ABSTRACT

It is an interesting paradox that as the certainty of research evidence is called more and more into question (for example following the bovine spongiform encephalopathy – BSE – controversy and other similar debates which have made press headlines), there is an increasing demand for practitioners in every field of service to the public to develop ‘evidence-based practice’. Moreover, the Treasury is calling for the ‘best evidence possible’. It is ironic that it took the BSE crisis to produce an effective regulatory system for animal foodstuffs and it is now illegal to feed lifestock on meat and bones from feedmills and farms in Britain. Slaughter houses are required to ensure that animal body parts are not resold and used in feed. Meanwhile in other parts of Europe recycling of insects, algae, used fat and cooking oils, besides the carcasses of all kinds of animals – including dogs, cats and rats – is still permitted, although scientists have discovered a link between transmissible spongiform encephalopathies (TSE) in cats and dogs and Creutzfeldt-Jakob disease (CJD) in humans.

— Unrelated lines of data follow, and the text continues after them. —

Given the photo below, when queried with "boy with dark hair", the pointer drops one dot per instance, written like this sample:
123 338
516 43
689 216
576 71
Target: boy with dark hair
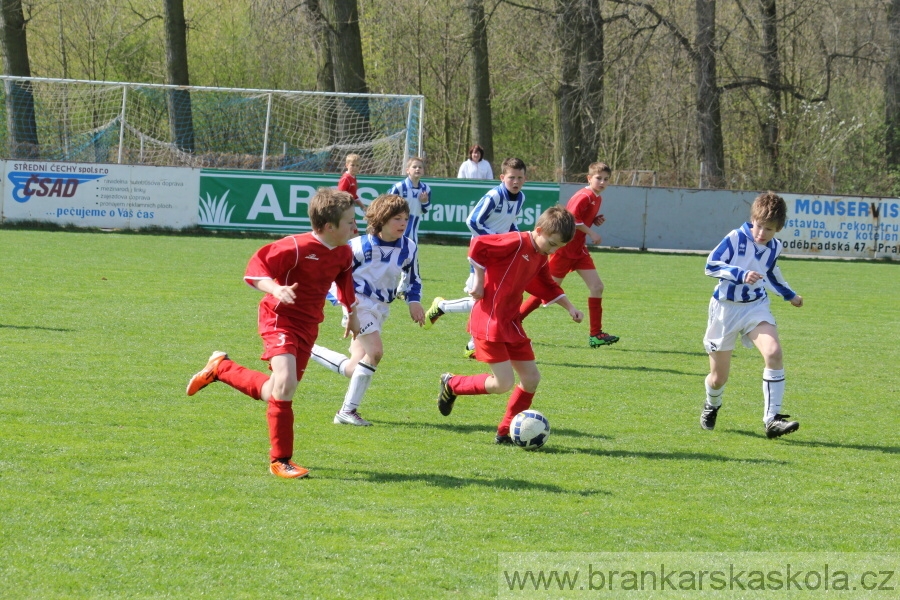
295 273
505 266
585 207
744 263
495 213
379 259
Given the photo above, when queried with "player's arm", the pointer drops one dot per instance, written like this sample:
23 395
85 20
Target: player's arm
718 264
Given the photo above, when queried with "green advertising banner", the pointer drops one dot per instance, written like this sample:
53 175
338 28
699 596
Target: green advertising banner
277 202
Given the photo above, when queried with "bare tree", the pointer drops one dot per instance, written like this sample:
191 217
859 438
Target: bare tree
181 121
709 111
480 81
579 96
892 87
19 98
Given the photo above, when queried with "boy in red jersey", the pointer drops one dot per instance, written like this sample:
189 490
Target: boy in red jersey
506 265
295 274
584 206
347 182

Professor Mac Johnson of the Royal Veterinary College and an adviser to the Economic Union Scientific Committee in The Sunday Telegraph (31 October 1999, p.20) was reported as saying ‘you should not recycle animals in feed … if you do, then you are risking an epidemic like the one we have just experienced’. It seems that the risks uncovered by research go unheeded as ‘the European Commission appears doomed to shut the stable doors after diseased animals have already bolted into the food chain’.